2. العجماء جرحها جبار ( kerusakan yang dibuat oleh kehendak binatang sendiri tidak dikenakan ganti rugi), dll.
Ibnu Taimiyah (w. 728 H), setelah menyampaikan
hadits riwayat Ahli Sunan menyatakan , dengan hadits jawami’ al-kalim (singkat
padat) Nabi Muhammad SAW menjelaskan bahwa segala sesuatu yang dapat
menghilangkan dan mengacaukan akal (adalah) haram. Nabi tidak membeda-bedakan jenisnya, apakah benda tersebut berjenis
makanan atau minuman. Ini adalah ketetapan Nabi
Muhammad SAW, yaitu hokum meminum minuman yang memabukkan adalah haram.
2.
Zaman Sahabat
Sahabat berjasa dalam ilmu kaidah fiqh, karena turut serta
membentuk kaidah fiqh. Para sahabat dapat membentuk kaidah fiqh karena dua
keutamaan, yaitu mereka adalah murid Rasulullah SAW dan mereka tahu situasi
yang menjadi turunnya wahyu dan terkadang wahyu turun berkenaan dengan mereka.

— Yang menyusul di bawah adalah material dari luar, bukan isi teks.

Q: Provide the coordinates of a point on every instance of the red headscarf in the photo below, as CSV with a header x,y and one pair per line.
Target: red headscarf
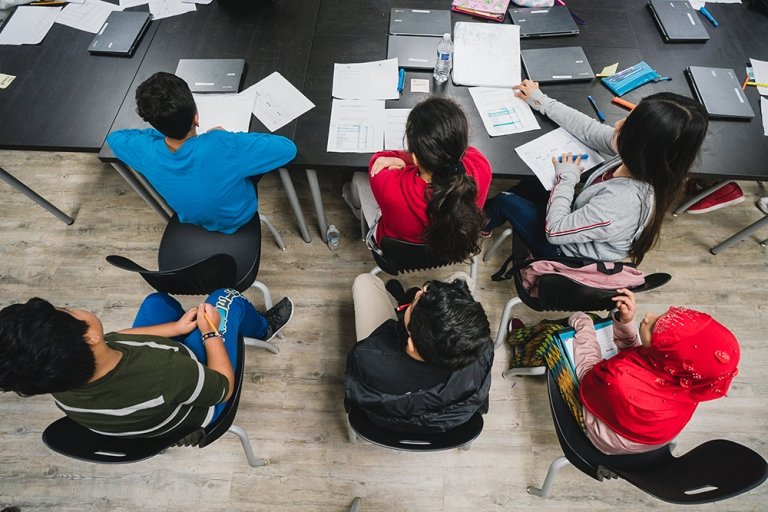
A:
x,y
647,395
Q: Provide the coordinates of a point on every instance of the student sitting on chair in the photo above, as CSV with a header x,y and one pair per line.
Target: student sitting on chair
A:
x,y
434,192
641,398
137,382
429,372
619,212
205,178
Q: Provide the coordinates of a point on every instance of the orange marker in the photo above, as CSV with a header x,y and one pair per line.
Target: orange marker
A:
x,y
623,103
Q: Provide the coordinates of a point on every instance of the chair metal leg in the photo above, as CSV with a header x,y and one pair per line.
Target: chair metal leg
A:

Atsar (pernyataan) sahabat yang dapat
dikatagorikan jawami’ al-kalim dan qawaid fiqhiyyah diantaranya adalah sebagai
berikut:
1. Pernyataan
Umar bin Khatab ra (w.23 H) yang diriwayatkan oleh al-Bukhari (w. 256 H) dalam
kitabnya Shahih al-Bukhari: مقاطع
الحقوق عند الشروط (penerimaan hak berdasarkan kepada
syarat-syarat).
2. pernyataan
Ali bin Abi Thalib ra (w. 40 H) yang diriwayatkan oleh Abd al-Razaq (w.211 H) :من قاسم الزبح فلا ضمان عليه (orang yang membagi
keuntungan tidak harus menanggung kerugian).

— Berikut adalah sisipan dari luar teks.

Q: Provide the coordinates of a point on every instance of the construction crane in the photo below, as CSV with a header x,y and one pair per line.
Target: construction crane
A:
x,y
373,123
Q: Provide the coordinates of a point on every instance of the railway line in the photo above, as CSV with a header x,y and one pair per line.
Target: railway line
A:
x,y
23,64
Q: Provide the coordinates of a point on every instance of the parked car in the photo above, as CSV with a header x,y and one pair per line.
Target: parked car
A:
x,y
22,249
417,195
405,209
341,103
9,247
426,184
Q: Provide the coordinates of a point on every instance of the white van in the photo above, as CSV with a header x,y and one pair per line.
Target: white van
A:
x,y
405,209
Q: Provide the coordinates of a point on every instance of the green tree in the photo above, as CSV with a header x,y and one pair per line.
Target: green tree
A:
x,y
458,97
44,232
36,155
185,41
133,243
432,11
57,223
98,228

Atsar Umar bin Khatab ra di atas menjadi kaidah dalam masalah
syarat. Atsar Ali bin Abi Thalib menjadi kaidah yang subur dalam bidang
persoalan harta benda, seperti mudharabah dan syirkah.
3.
Zaman
Tabi’in dan Tabi’ tabi’in selama 250 tahun.

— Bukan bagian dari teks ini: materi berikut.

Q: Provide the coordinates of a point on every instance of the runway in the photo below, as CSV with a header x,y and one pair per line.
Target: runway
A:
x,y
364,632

Diantara ulama yang mengembangkan kaidah fiqh pada generasi
tabi’in:
Abu Yusuf Ya’kub ibn Ibrahim (113-182)
Karyanya yang terkenal kitab Al-Kharaj, kaidah-kaidah yang
disusun adalah :
”Harta setiap yang meninggal yang tidak memiliki ahli waris
diserahkan ke Bait al- mal”
Kaidah tersebut berkenaan dengan pembagian harta pusaka Baitul Mal
sebagai salah satu lembaga ekonomi umat Islam dapat menerima harta peninggalan
(tirkah atau mauruts), apbila yang meninggal dunia tidak memiliki ahli waris.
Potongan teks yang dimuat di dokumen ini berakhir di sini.